As follow-up to the December 2019 Pathways to Health, resident-led event, we hosted two resident grant workshops to improve community member access to existing city and county resources.
February 2020 Workshop
On February 1, 2020, we hosted a Neighborhood Services Workshop in which residents applied for the City of Fort Collins Mobile Home Park Neighborhood Improvement and Community-Building Mini Grants, a funding stream which was established as a direct result of the December Pathways event. Residents applied for funds for safety lighting, tree trimming, sewer scoping, and other community identified priorities. As a group, the resident coalition applied for streetlights to provide better, more comprehensive neighborhood lighting. This grant workshop minimized barriers by enabling residents to complete the application during the session thanks to facilitation from community leaders, interpreters, and city staff. Over 30 applications were completed on February 1. Moving forward, interest remained high for this type of event. This workshop resulted in the resident coalition receiving $5,000 for safety lighting and $5,000 for tree trimming from City of Fort Collins Neighborhood Services.
March 2020 Workshop
On March 7, 2020, we hosted another grant workshop during which residents not only applied for Neighborhood Services grants, but also applied for the City of Fort Collins Department of Recreation Reduced Fee Program, Colorado Low-Income Energy Assistance Program, Fort Collins Utilities Payment Assistance, and Alianza NORCO Citizenship and Driver License Workshops.

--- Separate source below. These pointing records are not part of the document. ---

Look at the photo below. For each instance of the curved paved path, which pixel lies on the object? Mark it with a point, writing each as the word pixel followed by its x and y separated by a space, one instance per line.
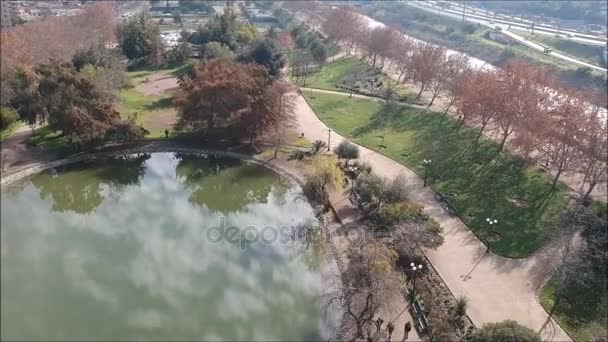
pixel 498 288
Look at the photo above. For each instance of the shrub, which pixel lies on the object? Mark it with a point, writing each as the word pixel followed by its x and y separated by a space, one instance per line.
pixel 347 150
pixel 368 191
pixel 296 155
pixel 317 146
pixel 363 168
pixel 461 306
pixel 504 331
pixel 8 116
pixel 322 175
pixel 396 190
pixel 469 28
pixel 392 214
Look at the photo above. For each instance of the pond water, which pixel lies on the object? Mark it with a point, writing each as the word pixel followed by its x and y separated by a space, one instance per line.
pixel 160 246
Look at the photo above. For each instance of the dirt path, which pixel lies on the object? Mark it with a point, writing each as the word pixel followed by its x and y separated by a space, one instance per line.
pixel 15 153
pixel 498 288
pixel 157 83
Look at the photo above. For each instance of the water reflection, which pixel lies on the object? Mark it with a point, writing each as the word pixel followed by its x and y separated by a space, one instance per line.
pixel 139 265
pixel 80 187
pixel 226 185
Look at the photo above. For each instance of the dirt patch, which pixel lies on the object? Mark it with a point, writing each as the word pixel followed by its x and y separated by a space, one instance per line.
pixel 156 84
pixel 157 122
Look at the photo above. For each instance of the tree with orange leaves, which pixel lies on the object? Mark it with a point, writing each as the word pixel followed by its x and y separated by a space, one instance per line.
pixel 217 93
pixel 559 148
pixel 424 64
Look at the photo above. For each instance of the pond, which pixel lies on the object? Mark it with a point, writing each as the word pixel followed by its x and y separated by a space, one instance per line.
pixel 161 246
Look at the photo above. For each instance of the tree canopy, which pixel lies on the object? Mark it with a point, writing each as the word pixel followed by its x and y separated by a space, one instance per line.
pixel 505 331
pixel 137 36
pixel 265 52
pixel 70 101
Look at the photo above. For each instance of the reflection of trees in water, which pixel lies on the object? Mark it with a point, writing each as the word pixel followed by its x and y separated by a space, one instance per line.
pixel 78 187
pixel 315 248
pixel 124 170
pixel 225 184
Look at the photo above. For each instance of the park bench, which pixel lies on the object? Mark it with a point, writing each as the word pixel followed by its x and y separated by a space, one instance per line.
pixel 420 320
pixel 445 203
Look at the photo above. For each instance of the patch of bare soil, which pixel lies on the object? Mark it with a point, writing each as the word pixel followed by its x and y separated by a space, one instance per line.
pixel 156 84
pixel 159 121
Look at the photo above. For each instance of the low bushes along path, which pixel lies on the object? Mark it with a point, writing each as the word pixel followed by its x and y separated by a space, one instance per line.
pixel 498 288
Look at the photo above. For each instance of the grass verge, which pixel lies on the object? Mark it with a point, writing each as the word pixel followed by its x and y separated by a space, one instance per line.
pixel 5 133
pixel 477 182
pixel 332 73
pixel 580 318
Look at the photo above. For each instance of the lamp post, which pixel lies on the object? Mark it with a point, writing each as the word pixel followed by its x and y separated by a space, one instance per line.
pixel 426 163
pixel 492 234
pixel 414 269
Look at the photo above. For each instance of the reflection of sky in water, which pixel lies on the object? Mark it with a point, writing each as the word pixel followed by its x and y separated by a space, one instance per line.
pixel 139 264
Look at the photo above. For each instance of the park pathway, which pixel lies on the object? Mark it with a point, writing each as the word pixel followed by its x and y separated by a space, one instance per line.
pixel 16 153
pixel 498 288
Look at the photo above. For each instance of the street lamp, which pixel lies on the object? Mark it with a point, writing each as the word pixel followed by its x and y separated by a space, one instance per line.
pixel 426 163
pixel 352 172
pixel 414 269
pixel 492 234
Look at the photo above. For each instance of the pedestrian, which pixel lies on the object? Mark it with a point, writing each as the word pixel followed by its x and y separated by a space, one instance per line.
pixel 379 323
pixel 390 328
pixel 406 330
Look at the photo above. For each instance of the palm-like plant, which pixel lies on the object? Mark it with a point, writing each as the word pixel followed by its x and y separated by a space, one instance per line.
pixel 461 306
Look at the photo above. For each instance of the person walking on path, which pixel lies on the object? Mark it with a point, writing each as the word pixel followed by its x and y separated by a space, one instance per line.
pixel 406 330
pixel 390 328
pixel 379 323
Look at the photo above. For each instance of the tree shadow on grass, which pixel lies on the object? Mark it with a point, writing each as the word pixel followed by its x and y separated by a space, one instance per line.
pixel 163 103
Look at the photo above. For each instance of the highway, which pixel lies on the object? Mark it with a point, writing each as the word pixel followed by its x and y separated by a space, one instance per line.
pixel 505 29
pixel 477 13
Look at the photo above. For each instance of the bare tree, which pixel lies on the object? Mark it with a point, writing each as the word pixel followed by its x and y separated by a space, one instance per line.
pixel 593 150
pixel 368 283
pixel 425 63
pixel 447 69
pixel 559 149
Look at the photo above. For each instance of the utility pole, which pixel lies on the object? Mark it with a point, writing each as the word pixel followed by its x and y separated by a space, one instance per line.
pixel 464 7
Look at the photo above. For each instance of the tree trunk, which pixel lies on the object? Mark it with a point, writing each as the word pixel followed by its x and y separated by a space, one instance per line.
pixel 419 93
pixel 433 99
pixel 448 107
pixel 276 148
pixel 483 126
pixel 588 193
pixel 556 178
pixel 503 141
pixel 400 75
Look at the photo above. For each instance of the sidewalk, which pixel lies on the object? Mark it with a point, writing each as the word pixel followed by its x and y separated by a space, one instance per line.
pixel 498 288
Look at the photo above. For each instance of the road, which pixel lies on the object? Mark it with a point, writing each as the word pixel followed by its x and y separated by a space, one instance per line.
pixel 505 29
pixel 501 19
pixel 497 288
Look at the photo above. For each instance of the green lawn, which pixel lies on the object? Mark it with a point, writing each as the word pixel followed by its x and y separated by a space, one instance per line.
pixel 154 113
pixel 51 141
pixel 581 317
pixel 335 71
pixel 5 133
pixel 477 184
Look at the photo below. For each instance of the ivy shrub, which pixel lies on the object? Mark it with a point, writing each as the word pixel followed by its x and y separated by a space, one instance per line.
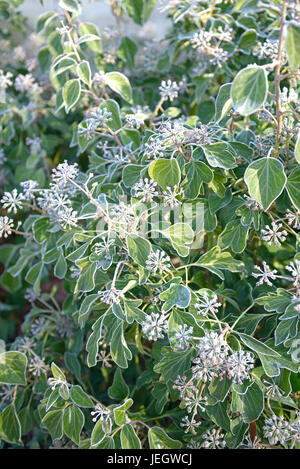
pixel 150 211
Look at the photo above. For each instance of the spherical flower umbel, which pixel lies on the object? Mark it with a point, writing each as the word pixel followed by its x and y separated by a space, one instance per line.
pixel 276 429
pixel 12 201
pixel 213 439
pixel 264 274
pixel 207 305
pixel 155 326
pixel 182 337
pixel 213 350
pixel 158 261
pixel 238 365
pixel 6 226
pixel 64 173
pixel 169 90
pixel 100 412
pixel 146 189
pixel 111 296
pixel 274 235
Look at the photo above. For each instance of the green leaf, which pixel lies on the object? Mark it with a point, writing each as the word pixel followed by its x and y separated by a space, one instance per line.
pixel 265 180
pixel 84 72
pixel 174 363
pixel 139 10
pixel 80 398
pixel 257 346
pixel 71 93
pixel 219 414
pixel 127 50
pixel 131 174
pixel 196 172
pixel 175 295
pixel 70 5
pixel 60 268
pixel 98 434
pixel 139 248
pixel 44 58
pixel 297 148
pixel 220 155
pixel 91 29
pixel 57 372
pixel 249 90
pixel 159 439
pixel 119 389
pixel 251 404
pixel 13 368
pixel 223 102
pixel 293 187
pixel 216 260
pixel 10 427
pixel 86 307
pixel 53 421
pixel 234 235
pixel 112 106
pixel 73 421
pixel 165 172
pixel 120 412
pixel 119 350
pixel 40 228
pixel 119 83
pixel 129 438
pixel 292 41
pixel 73 364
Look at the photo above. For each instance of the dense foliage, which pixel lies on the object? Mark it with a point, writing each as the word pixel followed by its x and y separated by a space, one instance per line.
pixel 150 215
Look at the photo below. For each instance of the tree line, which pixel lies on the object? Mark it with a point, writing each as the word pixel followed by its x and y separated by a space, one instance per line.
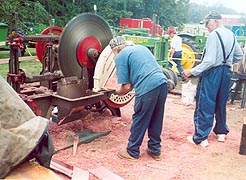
pixel 169 12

Through the second phase of Pathways to Health events, we have found that barriers to active living practices and the difficulties accessing safe routes to prioritized destinations are caused not only by direct challenges, but also by systemic power differentials that affect the quality of life and opportunities of Latinx individuals in Fort Collins mobile home parks. By focusing on empowerment and community needs at a more holistic macro level, we facilitated residents’ effort to become their own advocates for individual, neighborhood, and community level change, which results in better health.